The interesting part isn't the models — it's the system around them. Inference is GPU-bound and slow, so every request is admitted, queued, and processed asynchronously; identical sequences worldwide share a single content-addressed result, so the GPU never recomputes a known answer; and the whole thing is multi-tenant, with per-plan rate limits and admission SLOs that keep paying traffic fast when the cluster is saturated.

Architecture

flowchart LR
    U(["Browser / API client"])

    subgraph GW["API Gateway · Hono"]
        direction TB
        A["Auth · Rate limit<br/>Admission control"]
    end

    subgraph PIPE["Async pipeline · BullMQ FlowProducer"]
        direction TB
        Q[("Redis<br/>queues + job state")]
        EW["Embedding worker"]
        PW["Prediction worker"]
    end

    TR["NVIDIA Triton<br/>Inference Server"]
    S3[("Garage S3<br/>hash-keyed embeddings + results")]
    PG[("Postgres<br/>users + sessions")]

    U -->|"POST /v1/predictions"| A
    A -->|"202 Accepted + poll URL"| U
    A -->|"enqueue job graph"| Q
    Q --> EW
    EW <-->|"gRPC"| TR
    EW --> PW
    PW <-->|"gRPC"| TR
    PW --> S3
    A -. "identity only" .-> PG
    Q -. "references, never tensors" .-> S3
Loading

A request never blocks on the GPU. The API gateway (Hono) authenticates, rate-limits, and runs admission control, then enqueues a BullMQ FlowProducer job graph on Redis and returns 202 Accepted with a polling URL. An embedding worker calls NVIDIA Triton over gRPC to produce sequence embeddings; a prediction worker consumes those to produce the final results.

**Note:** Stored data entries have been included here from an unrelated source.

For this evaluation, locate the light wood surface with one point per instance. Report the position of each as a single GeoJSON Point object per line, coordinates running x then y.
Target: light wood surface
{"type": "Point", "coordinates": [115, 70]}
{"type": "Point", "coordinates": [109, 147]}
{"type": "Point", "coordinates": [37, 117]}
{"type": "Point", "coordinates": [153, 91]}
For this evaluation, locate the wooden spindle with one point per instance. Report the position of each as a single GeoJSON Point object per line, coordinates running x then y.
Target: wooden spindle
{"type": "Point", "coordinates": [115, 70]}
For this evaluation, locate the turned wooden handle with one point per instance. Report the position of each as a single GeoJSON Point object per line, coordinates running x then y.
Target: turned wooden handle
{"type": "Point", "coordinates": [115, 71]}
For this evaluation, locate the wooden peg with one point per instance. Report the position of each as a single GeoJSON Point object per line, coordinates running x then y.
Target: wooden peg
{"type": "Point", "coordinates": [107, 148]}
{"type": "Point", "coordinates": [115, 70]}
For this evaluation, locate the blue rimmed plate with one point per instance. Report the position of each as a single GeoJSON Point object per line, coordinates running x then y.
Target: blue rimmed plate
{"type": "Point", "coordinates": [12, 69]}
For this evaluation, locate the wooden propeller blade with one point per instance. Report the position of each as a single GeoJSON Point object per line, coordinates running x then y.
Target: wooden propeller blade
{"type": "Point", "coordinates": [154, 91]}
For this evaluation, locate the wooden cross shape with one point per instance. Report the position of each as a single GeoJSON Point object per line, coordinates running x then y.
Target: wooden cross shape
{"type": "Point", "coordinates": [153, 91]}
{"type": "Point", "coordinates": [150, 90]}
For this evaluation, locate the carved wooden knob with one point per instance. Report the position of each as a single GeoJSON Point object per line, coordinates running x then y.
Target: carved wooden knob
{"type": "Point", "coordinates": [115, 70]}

The storage boundaries are deliberate: Postgres holds only identity (users + better-auth sessions), Redis holds queue state and references to results — never the tensors — and Garage (S3) holds hash-keyed, immutable embeddings and results.

The interesting engineering

These are the parts that were genuinely hard, and the tradeoffs they cost.

Triton gRPC model serving

Models are served by NVIDIA Triton and called over a typed gRPC client rather than HTTP — lower per-call overhead on the hot path, with model names encoded in the type system so a wrong model config fails at compile time, not at inference. → packages/triton-client

Chained job pipelines (FlowProducer)

Embedding → prediction is a parent/child BullMQ flow built with FlowProducer, with shared retry/backoff defaults and SIGTERM-draining workers. The tradeoff is deliberate: a two-stage linear pipeline doesn't justify a workflow engine like Temporal, so there's no extra server to run — revisit only if the pipeline gains branching or human-in-the-loop steps. → packages/shared/src/queue.ts

Request shedding with per-plan SLOs

Under saturation the gateway sheds load by class: each plan has a queue-wait SLO (free 30s, pro 120s, enterprise top-priority) and over-SLO requests get 503 + Retry-After, while BullMQ job priority drains paying tiers first. It ships in shadow mode and flips to enforce per-flag or via SHED_MODE — so you can watch what it would shed before it sheds anything. → services/api-gateway/src/shedding/

OpenFeature flags via a custom Bun-verified provider

Feature flags go through the vendor-neutral OpenFeature SDK, backed by a custom in-process provider (registry + 5s-cached store) verified to run on Bun. App code only ever calls getBooleanValue(name, default, ctx); swapping to a hosted backend (LaunchDarkly, Statsig) is a one-line setProvider at boot. Flags are declared with type, owner, targeting, and expiry, and a CI lint rejects expired or undeclared references. → packages/shared/src/flags/

Correlation & observability

Every pino log line emitted while a request or job is in flight carries requestId, traceId, and spanId, stamped by a shared mixin that reads the active span through the vendor-neutral @opentelemetry/api — so swapping the exporter (Sentry → OTLP) touches zero log code. The gateway exposes a prom-client registry with HTTP, shedding, and BullMQ pipeline metrics: queue depth, wait/processing latency histograms, and a closed failure-reason taxonomy. → packages/shared/src/correlation.ts, services/api-gateway/src/metrics.ts

Dual-reader secret/config design

Two readers with opposite precedence make the security posture declarative: readSecret is file-wins (NAME_FILE before NAME) to match the Docker/k8s secret convention and minimize env-leak surface, while readConfig is env-wins to match 12-factor tunables. Each schema field picks its reader via secretField() / configField(). → packages/shared/src/secrets.ts

A few decisions worth defending

The conditions that would reverse each are noted inline.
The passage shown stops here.